The euphoria of Joe Biden’s victory will eventually subside for his supporters, and when it does, they might begin to wonder how a candidate who received more votes for president than any other candidate in history had such short coattails for the rest of the Democratic ticket.
Conversely, when supporters of Donald Trump get over his loss, they might begin to wonder how, even with the president getting substantially more votes than he did in 2016, he seemed to underperform the rest of the Republican Party nationally.
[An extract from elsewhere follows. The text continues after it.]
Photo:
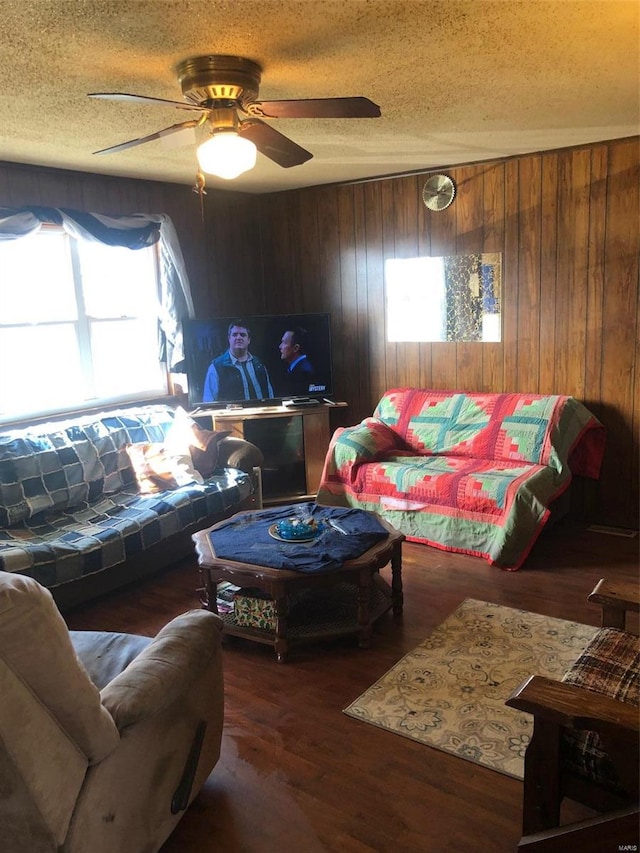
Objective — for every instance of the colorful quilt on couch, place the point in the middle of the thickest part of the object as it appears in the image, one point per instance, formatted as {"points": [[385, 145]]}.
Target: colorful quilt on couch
{"points": [[467, 472]]}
The GOP picked up seats in the House, will likely maintain its Senate majority by winning two runoffs in Georgia, and is doing well in races for governor, and exceptionally well in races for statehouses.
One can begin with the Biden team’s core message for much of the campaign, which was broadly, “he’s not Donald Trump.” Biden’s modern version of a “front porch” campaign was obviously successful in keeping the media’s focus on Trump and his problems, but it left Biden less defined policy-wise than most candidates running for the Oval Office. For example, on the handling of the pandemic—the top issue according to exit polls—Biden was seldom clear about what he would actually do as president. He appeared content to let Trump stew in his own COVID juices while he wore a mask to draw a distinction between the two. What was behind the mask was less clear.
For most of the campaign, Biden’s policy positions were often a muddle of the left and the center. At times it was unclear whether he was most interested in consolidating support within the progressive wing of the party or getting traction with fence sitters—including working class voters, moderate Republicans, and independents.